Personally, I prefer to get to know someone in a social setting, when they are being themselves, so I can decide if I like them, and maybe decide if they are worth the bother of getting to know more personally. It works a hell of a lot better than spending a few hours w/ a complete stranger who is putting on a show based on what he or she thinks you are going to like.
They are shaming a whole group of people, and painting "women" as a giant monolith of baby crazed relationship-aholics. And that is fuck-you worthy. If you spent five seconds reading around, this is not an unpopular opinion in feminist circles, although I didn't read the others until I had written this. It also paints guys as a giant sex crazed monolith, which is equally harmful.
And comparing sexual autonomy to modern electronic communication? That doesn't even deserve a response more dignified than "Seriously?".
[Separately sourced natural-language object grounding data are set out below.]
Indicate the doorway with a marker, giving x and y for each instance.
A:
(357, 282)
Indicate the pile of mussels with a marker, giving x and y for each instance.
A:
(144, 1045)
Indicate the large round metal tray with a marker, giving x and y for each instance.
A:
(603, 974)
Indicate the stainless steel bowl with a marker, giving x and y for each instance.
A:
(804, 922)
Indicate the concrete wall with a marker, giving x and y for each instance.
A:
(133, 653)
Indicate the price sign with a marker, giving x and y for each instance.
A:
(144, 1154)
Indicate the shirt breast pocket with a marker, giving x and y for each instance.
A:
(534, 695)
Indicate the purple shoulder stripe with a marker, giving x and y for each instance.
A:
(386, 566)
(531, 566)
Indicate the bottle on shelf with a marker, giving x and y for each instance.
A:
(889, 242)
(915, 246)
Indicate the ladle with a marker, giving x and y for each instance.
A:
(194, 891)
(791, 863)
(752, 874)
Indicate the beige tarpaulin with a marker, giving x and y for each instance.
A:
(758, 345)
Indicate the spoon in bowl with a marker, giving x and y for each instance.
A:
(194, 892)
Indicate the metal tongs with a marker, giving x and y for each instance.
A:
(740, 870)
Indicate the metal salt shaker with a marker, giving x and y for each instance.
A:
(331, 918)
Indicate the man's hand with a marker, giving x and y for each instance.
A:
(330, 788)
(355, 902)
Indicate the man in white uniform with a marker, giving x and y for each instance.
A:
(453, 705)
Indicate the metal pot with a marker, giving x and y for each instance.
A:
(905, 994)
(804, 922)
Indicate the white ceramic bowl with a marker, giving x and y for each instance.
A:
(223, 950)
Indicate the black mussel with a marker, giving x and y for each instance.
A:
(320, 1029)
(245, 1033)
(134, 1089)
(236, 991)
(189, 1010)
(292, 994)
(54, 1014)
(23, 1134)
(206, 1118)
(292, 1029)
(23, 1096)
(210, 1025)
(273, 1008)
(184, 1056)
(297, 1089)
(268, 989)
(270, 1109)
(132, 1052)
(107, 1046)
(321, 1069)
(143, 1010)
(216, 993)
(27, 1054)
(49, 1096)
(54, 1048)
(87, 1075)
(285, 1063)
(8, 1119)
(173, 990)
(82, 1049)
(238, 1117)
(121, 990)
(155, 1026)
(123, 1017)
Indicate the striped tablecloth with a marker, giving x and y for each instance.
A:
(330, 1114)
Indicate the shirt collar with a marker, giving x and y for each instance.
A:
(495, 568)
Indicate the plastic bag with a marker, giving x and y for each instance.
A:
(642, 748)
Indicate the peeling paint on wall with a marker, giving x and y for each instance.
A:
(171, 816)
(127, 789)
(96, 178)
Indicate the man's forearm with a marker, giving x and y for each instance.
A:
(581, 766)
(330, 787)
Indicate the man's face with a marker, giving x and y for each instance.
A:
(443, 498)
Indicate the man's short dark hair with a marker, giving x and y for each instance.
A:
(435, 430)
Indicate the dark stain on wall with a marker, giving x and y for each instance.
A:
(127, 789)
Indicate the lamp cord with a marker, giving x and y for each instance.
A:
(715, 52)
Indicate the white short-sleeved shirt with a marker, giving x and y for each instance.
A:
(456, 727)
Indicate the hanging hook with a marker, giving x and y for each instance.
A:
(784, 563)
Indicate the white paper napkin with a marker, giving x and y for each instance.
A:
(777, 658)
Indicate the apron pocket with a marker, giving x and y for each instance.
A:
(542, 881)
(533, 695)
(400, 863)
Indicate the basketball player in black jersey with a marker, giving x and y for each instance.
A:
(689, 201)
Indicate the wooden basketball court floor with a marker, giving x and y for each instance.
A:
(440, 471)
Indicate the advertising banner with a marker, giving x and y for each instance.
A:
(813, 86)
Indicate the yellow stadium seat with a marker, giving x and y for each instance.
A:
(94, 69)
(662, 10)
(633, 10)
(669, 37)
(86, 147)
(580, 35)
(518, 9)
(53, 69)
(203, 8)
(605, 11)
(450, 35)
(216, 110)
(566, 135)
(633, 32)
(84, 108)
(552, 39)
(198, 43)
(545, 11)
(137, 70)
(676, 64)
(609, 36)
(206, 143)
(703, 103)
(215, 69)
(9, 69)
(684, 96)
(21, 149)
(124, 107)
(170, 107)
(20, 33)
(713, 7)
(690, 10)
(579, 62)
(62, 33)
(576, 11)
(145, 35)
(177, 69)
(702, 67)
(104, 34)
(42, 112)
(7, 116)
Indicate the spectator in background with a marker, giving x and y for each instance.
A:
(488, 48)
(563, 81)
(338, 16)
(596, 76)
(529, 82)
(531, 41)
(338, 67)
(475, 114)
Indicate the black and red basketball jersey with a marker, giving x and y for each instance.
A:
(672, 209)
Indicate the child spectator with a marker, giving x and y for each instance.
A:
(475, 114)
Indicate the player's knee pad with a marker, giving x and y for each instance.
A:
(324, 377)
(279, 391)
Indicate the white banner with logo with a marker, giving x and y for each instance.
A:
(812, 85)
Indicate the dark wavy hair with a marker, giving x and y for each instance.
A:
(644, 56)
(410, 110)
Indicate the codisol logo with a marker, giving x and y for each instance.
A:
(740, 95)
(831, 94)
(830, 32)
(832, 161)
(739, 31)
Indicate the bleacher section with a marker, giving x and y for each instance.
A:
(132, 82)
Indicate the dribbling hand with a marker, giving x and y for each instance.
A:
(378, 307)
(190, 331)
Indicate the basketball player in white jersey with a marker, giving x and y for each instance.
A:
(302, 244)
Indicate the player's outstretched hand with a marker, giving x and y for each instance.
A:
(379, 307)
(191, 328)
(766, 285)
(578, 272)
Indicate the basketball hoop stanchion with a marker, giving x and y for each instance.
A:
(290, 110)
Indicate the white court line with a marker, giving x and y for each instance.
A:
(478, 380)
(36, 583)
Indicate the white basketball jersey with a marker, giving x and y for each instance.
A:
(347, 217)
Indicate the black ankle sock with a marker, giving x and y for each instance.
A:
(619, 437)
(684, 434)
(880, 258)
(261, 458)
But honestly, you don't get to tell me what is and isn't worthy of a Fuck You. I am pretty insulted that someone considers me less of a woman, or chooses to other me, b/c I preferred "hooking up" as my method of getting to know someone as opposed to putting on airs and trying to snag some hot or rich dude to trade sex for a rock on my hand. I am not really putting any words into their mouths if you read the article and read up on Bogle's research. It is also insulting to the men out there who do want a relationship and who want to do the older style of dating. What I am trying to say is that no one gets to judge if that is "sad" or not WRT someone else's sexual freedom. Sexual autonomy is personal, and what happens behind closed doors b/t consenting adults is no one's business but their own. So, yeah, when someone starts judging MY sexual autonomy, they sure as fuck deserve a great big Fuck You.
I think that they need a huge Fuck You. I am so tired of people thinking that women want relationships and men don't. Other research has concluded that men want relationships as much as women, but our constructed image of ultra-masculinity has kept them from being able to express those feelings. At the same time, I know many, many women who are just as likely to use men for sex and do not want a relationship at all. And, if diseases and the amount of teen sex isn't going up anyway, why does anyone care? I am so sick of being expected to have relationships, and then if one ends, it's of course, everyone assumes, because the man broke my heart, because us women just love those relationships so much. That is bullshit and completely disempowering to women.
I read your entry and can understand where you are coming from.
I am a student studying under Dr. Bogle and I just want to add my tidbit in here.
This book (and I have read it) is not based on her opinions but rather what her studies have shown her. She interviewed girls and this was the response.
As a professor, she states her opinion but does not teach it. We discussed this in class and what what taught was not only her findings but other sociologists.
I feel this is undeserved. She was not trying to say women have sex to get relationships...she is saying what the women in her study have told her. Her research is done by surveys and one-on-one interviews. This book was not based on stereo-types alone but rather her findings.
As I said, I see where you may be insulted but she was not trying to demean women. The purpose of the book was to try and report this seemingly new phenomenon in a way that reflected the people who participated's views.